With a large grant from the U.S. Department of Agriculture, the Confederated Tribes of Warm Springs expects to expand fire and safety protection across the reservation.
Mark Simmons, of Salem, state director of the USDA, delivered a check for $475,000 to Fire Chief Danny Martinez last week -- the largest grant to an Oregon tribal entity this year.
"There's a need," said Simmons, noting the the USDA provides grants for other tribes as well under the Economic Impact Initiative. "It fits well within the guidelines of the program as delineated by Congress."
The tribes pledged another $55,000 from a fund put together last year. "In 2005, we established a challenge fund with money earmarked specifically for matching funds," said Ray Potter, chief financial officer.
"Almost all grants available have some degree of match," Potter explained, and without the matching fund, the tribes could not qualify for those grants. "This is the second one we've use it for."
With the $475,000 grant and $55,000 in tribal matching funds, the tribes will purchase a pumper/tender unit for structure protection in the Sidwalter area ($250,000), an ambulance ($130,000), a fire rescue unit ($100,000), and a jet boat ($65,000).
According to Martinez, the tribes intend to build a new substation for the Sidwalter area, a ranching community about 14 miles northwest of Warm Springs, which has about 39 residences with approximately 50 people in about 60 square miles.
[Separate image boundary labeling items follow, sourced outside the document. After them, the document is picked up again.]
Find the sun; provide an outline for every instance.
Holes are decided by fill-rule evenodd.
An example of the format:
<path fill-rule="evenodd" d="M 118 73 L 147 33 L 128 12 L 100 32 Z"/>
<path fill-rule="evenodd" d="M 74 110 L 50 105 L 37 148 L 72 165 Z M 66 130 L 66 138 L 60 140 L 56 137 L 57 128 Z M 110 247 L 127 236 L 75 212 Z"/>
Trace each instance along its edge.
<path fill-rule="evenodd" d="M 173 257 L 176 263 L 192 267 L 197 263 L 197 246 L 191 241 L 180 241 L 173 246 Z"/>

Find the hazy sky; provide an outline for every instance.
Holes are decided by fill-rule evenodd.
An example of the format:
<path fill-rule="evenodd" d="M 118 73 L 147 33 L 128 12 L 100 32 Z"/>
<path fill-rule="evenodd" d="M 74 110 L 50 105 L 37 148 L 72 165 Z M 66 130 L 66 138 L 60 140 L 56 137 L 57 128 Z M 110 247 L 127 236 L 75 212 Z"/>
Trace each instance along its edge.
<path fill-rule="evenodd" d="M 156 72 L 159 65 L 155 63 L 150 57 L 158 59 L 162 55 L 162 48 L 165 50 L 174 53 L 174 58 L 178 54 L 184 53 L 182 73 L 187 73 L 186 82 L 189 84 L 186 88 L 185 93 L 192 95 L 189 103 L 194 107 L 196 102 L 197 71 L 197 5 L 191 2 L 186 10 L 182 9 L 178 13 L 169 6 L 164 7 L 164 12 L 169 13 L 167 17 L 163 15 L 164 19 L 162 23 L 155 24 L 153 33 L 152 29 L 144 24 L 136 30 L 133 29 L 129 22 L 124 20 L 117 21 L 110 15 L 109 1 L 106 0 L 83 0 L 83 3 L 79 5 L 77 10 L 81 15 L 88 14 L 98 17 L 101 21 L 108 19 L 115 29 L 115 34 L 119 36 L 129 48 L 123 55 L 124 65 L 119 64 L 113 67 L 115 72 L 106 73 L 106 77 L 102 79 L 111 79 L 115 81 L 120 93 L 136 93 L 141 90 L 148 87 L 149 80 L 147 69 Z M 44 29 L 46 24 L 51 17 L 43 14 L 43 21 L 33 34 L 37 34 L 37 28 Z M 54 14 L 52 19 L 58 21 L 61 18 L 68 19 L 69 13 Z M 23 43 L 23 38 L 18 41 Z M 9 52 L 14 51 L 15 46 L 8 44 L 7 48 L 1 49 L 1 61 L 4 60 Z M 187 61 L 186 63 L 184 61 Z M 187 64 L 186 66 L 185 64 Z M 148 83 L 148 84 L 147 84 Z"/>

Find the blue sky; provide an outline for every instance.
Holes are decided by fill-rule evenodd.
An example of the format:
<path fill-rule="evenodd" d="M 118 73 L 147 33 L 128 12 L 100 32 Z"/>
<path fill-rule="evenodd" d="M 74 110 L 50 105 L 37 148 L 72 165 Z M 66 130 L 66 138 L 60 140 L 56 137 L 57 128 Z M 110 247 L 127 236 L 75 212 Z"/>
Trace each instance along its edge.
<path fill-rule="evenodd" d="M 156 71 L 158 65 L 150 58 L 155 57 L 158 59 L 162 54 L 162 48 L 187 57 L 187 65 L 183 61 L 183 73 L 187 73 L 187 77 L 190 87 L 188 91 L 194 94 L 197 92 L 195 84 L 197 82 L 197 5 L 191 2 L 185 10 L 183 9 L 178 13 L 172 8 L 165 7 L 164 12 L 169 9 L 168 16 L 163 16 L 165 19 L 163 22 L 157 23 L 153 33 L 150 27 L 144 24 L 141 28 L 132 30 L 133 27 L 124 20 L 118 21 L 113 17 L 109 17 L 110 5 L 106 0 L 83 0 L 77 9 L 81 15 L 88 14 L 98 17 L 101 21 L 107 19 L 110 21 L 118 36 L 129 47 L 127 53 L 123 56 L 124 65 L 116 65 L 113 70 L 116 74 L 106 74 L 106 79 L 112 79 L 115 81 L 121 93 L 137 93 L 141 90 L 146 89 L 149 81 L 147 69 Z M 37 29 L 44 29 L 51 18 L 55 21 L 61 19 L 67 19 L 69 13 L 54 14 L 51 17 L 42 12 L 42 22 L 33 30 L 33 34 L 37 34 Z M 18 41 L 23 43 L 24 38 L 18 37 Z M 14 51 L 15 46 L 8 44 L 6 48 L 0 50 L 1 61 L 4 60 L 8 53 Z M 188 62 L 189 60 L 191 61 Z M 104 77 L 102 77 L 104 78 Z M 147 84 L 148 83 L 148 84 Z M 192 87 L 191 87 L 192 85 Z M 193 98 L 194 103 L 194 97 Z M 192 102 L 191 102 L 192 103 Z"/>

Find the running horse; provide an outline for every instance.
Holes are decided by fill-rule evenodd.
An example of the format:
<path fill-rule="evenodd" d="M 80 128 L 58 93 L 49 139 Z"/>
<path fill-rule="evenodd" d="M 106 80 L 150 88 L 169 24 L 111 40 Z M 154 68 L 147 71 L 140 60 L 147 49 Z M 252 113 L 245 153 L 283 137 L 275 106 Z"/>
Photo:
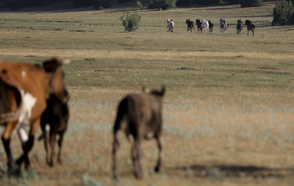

Last year, the tribes purchased two ambulances to help cover the 2,900 calls for an ambulance in 2005. The new ambulance will allow the tribes to reduce its number of mutual aid calls to Jefferson County Emergency Medical Services. There were about 23 last year.
"We've got excellent partnerships with our neighbors," said Martinez. "We're meeting a unique plan to make sure we're providing that service to the community."
The new fire rescue unit will be used for structures in the 1,200 square miles of protection provided by the tribes, and the jet boat will be used for search and rescue missions along 250 miles of the Deschutes and Columbia rivers and other local waterways.
Rick Ribeiro, now social services manager for the tribes, applied for the grant.